Jane and Mike's story

When Jane and Mike decided to end their marriage, Jane was fortunate to discover an award letter about Mike's RSUs early in the proceedings, but many other spouses may not be so lucky. Jane was thrust into the complex world of employee incentive compensation, as Mike, who had worked for a tech company for several years, held many RSUs. Jane quickly realized that understanding and valuing these RSUs was essential to ensuring she received a fair settlement.

Valuing RSUs

“Understanding the value of RSUs is more involved than checking an account statement or a paycheck. You must gather several essential documents, including the plan document, award letter, grant schedule and annual benefits statement,” says Alexandra Shepis, a Certified Divorce Financial Analyst and lead financial adviser at Francis Financial. In addition, Zeiderman points out, “Many people don’t realize that even unvested RSUs can be marital property if they were granted before or even after the divorce started.” For example, RSUs that were granted after a divorce started as a bonus for work performed during the marriage may indeed be marital property, according to Zeiderman, who is a matrimonial attorney. A close reading of both the award letters and the case law is imperative.

To negotiate the division of RSUs, you need to know their value. This requires understanding the grant date, number of RSUs granted, the vesting schedule and the stock price at the start of the divorce (usually referred to as the commencement date).

For example, if Mike had 10,000 RSUs granted at different times, Jane would need to determine the stock price at the beginning of the divorce to determine the total value of the vested and unvested RSUs.

Complications with job changes

Another intricacy arose with Mike's employment. Midway through their divorce proceedings, Mike changed jobs, forfeiting all his RSUs. His new employer compensated him with new RSUs to replace the ones he forfeited from his previous job. Mike claimed these new RSUs were not marital property, because they were granted after the couple separated, complicating the settlement process further.

"Mike argued that the RSUs from his new employer were post-separation assets," Jane recalls. "I was initially worried that I might lose out on a significant portion of what I considered marital assets. However, my lawyer was able to argue that the new employer was replacing the RSUs that were granted to him during our marriage. She said that I should not be penalized because Mike left his job."

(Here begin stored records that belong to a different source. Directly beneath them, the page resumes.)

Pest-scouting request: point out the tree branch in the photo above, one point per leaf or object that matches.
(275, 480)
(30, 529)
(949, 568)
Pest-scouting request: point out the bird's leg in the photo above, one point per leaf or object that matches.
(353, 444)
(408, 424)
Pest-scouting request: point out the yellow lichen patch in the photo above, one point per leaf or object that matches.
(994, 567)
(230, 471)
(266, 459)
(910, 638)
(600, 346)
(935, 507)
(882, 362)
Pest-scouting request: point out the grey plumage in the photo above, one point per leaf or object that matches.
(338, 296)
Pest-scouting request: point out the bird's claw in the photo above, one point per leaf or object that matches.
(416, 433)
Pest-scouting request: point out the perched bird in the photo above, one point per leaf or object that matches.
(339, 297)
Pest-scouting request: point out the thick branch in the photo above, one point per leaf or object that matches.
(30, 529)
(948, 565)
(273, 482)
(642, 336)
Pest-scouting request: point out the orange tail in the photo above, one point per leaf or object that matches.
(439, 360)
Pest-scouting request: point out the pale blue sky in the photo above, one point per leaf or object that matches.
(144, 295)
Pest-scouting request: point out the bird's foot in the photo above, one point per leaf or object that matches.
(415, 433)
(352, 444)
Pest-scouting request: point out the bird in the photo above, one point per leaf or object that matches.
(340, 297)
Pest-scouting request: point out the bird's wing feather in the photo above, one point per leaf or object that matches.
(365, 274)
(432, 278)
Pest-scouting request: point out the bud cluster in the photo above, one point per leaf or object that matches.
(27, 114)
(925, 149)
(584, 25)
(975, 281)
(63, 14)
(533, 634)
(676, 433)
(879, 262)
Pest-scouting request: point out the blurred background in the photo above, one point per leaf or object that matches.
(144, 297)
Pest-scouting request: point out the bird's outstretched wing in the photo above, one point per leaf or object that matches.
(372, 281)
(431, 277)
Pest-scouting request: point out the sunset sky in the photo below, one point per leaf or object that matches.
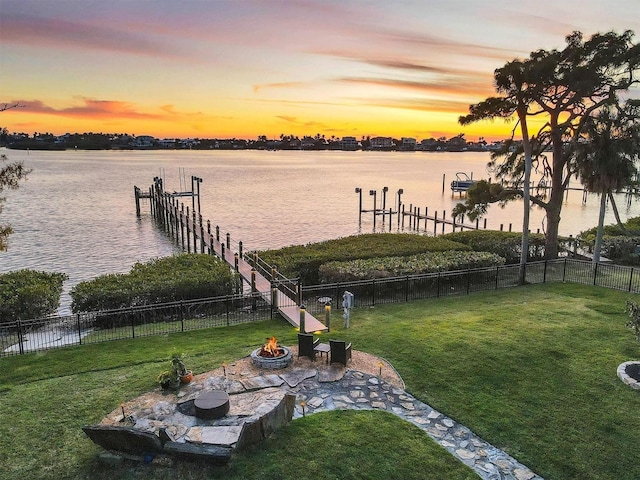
(243, 68)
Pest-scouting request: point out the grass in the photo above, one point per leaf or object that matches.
(531, 370)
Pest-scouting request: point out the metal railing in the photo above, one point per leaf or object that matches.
(94, 327)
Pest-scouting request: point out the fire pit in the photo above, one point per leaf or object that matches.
(271, 355)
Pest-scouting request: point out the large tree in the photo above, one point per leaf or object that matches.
(608, 157)
(10, 175)
(561, 91)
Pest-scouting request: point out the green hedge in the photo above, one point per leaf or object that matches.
(169, 279)
(27, 294)
(304, 261)
(431, 262)
(616, 245)
(505, 244)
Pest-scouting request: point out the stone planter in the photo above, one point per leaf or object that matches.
(627, 371)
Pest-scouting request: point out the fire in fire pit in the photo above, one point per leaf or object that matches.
(271, 349)
(271, 355)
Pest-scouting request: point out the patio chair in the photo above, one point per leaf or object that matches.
(306, 345)
(340, 351)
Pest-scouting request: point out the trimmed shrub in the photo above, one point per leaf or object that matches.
(168, 279)
(505, 244)
(304, 261)
(431, 262)
(27, 294)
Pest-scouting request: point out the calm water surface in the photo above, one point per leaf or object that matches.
(76, 212)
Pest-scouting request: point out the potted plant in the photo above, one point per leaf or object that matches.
(169, 380)
(178, 366)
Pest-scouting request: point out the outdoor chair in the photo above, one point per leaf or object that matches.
(306, 345)
(340, 351)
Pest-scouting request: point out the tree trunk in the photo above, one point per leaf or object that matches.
(598, 245)
(526, 197)
(554, 206)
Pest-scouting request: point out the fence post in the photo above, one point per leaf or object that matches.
(373, 295)
(79, 329)
(406, 289)
(20, 338)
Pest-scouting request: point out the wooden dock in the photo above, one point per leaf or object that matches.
(188, 230)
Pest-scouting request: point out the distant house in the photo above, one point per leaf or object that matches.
(381, 143)
(168, 143)
(407, 144)
(349, 143)
(144, 141)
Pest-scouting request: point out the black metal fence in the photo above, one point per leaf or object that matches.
(94, 327)
(463, 282)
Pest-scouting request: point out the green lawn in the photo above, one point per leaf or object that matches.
(531, 370)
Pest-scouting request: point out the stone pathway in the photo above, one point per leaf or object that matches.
(361, 391)
(316, 388)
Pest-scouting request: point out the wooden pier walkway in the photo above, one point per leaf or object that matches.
(190, 231)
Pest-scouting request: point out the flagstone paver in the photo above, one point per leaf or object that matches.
(361, 391)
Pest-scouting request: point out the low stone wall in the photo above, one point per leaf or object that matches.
(158, 427)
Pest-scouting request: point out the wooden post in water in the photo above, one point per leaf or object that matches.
(202, 242)
(195, 231)
(186, 221)
(136, 194)
(182, 225)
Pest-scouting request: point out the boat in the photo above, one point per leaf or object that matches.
(462, 183)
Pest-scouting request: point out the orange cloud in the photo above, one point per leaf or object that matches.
(107, 109)
(258, 87)
(32, 30)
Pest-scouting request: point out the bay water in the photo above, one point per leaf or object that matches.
(76, 211)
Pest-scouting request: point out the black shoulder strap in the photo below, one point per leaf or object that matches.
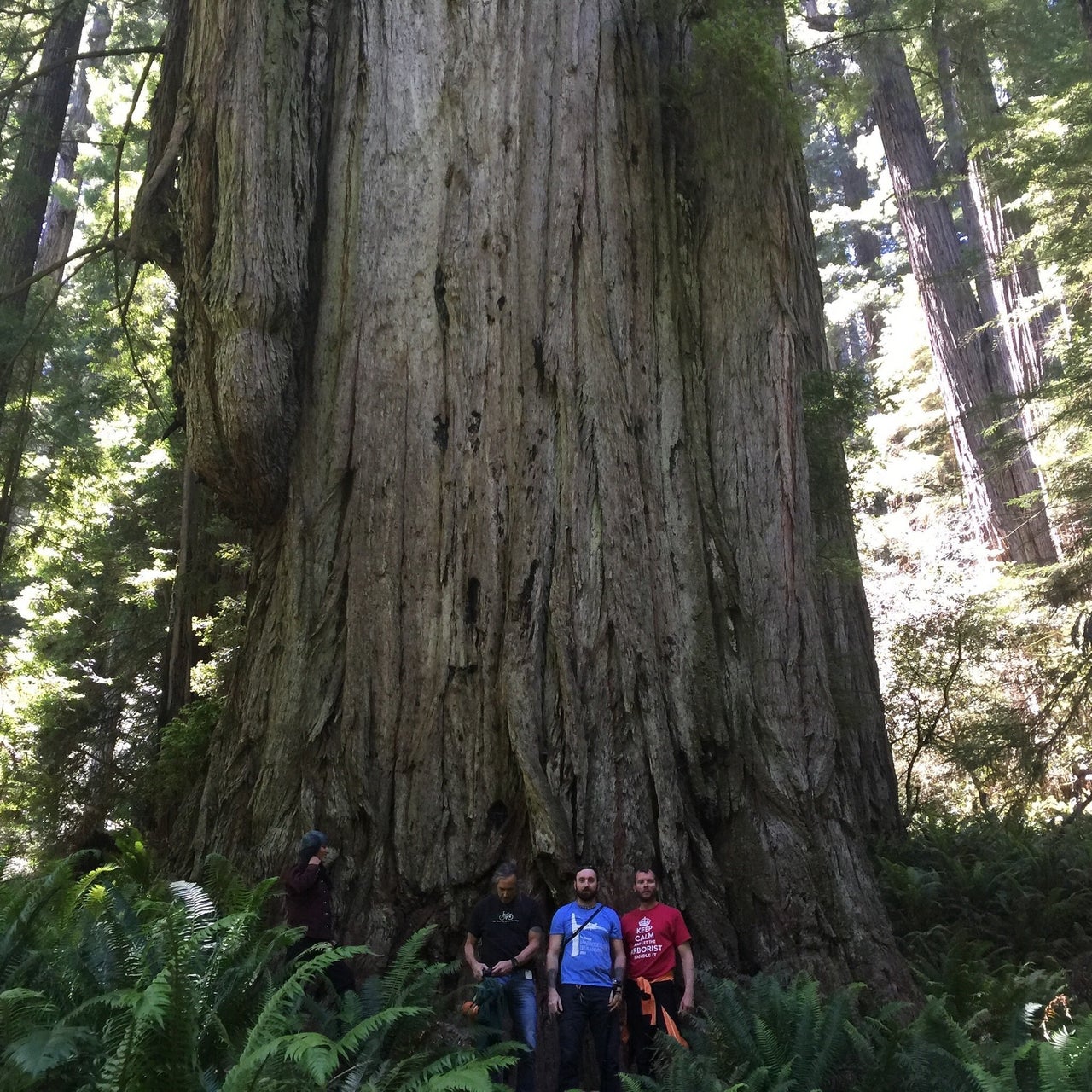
(565, 943)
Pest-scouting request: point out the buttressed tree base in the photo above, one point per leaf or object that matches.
(497, 320)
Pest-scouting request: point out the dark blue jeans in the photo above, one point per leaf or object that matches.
(523, 1005)
(587, 1007)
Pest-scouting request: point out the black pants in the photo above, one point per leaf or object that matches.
(642, 1032)
(340, 973)
(587, 1007)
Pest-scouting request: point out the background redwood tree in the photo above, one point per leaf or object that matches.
(497, 322)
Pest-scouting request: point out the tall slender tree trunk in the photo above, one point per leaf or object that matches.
(55, 238)
(42, 124)
(502, 346)
(1003, 488)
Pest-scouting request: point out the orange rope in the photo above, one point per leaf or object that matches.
(648, 1008)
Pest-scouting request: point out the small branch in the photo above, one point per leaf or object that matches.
(93, 252)
(90, 55)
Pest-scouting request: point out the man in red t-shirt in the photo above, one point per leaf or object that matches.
(652, 935)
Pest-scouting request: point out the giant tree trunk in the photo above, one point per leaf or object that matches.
(1002, 485)
(503, 351)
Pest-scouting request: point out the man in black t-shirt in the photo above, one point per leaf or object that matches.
(505, 932)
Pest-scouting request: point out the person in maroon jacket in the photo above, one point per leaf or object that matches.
(307, 905)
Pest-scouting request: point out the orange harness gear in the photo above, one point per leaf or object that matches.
(651, 1009)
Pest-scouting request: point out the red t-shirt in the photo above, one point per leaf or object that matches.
(651, 937)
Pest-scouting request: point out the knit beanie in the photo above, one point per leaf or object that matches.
(311, 845)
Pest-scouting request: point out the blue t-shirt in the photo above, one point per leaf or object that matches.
(585, 960)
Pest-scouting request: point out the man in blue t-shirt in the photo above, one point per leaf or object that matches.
(585, 963)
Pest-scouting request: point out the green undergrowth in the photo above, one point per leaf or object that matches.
(110, 979)
(994, 920)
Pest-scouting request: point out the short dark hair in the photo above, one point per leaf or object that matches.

So, the new RSUs replaced the marital RSUs forfeited when Mike left his previous job. "Even though the new RSUs were granted after the separation, they were compensatory for the marital RSUs. Therefore, they should still be considered marital property," says Zeiderman, who specializes in working with clients with complex assets, such as RSUs.

Common mistakes

Jane's journey, however, was not without mistakes. One significant error was initially failing to account for the tax implications of the RSUs. At first, Jane looked at the pretax value of the RSUs, which inflated their worth in the settlement negotiations. It wasn't until later that she realized the need to consider the substantial taxes that would reduce the net value of these assets.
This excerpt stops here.